This guide covers what a context budget is, the five categories of context spend, a reference allocation that works for most production agents, how that allocation should shift by agent type, and the five rules for spending wisely.
A context budget is an explicit allocation of the model’s token window across the parts of the prompt that compete for it. The five categories are system instructions, tool definitions, retrieved knowledge, conversation history, and a reserved buffer for output. Every token that goes into one category is a token that cannot go into another.
The reason this matters more than total window size is that bigger windows do not give you more usable tokens. Chroma tested 18 frontier models in 2025, including Claude Opus 4, GPT-4.1, and Gemini 2.5, and found that every single one degraded as input length grew. The drop was 30 percent or more on multi-document retrieval when the relevant content sat in the middle of the window. Practitioner reports estimate that models advertised at 200,000 tokens become unreliable around 130,000 tokens, a 30 to 35 percent gap between marketing and effective capacity.

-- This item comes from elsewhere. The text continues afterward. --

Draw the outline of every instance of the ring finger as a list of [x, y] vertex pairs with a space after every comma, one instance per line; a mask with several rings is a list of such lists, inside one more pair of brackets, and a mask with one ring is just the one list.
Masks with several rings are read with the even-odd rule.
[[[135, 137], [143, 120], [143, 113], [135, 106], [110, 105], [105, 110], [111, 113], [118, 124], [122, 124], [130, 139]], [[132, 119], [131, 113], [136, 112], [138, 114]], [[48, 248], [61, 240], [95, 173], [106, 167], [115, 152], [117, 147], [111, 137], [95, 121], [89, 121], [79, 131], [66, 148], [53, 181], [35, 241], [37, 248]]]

Anthropic’s context engineering guide frames this as an “attention budget.” Their phrasing: “every new token introduced depletes this budget by some amount, increasing the need to carefully curate the tokens available.” The implication is that the goal of context engineering is not to fill the window but to find the smallest set of high-signal tokens that produces the desired result.
A budget makes that allocation explicit instead of accidental.
Every token in the prompt belongs to one of five categories. Each one has different growth dynamics and different consequences when it gets out of hand.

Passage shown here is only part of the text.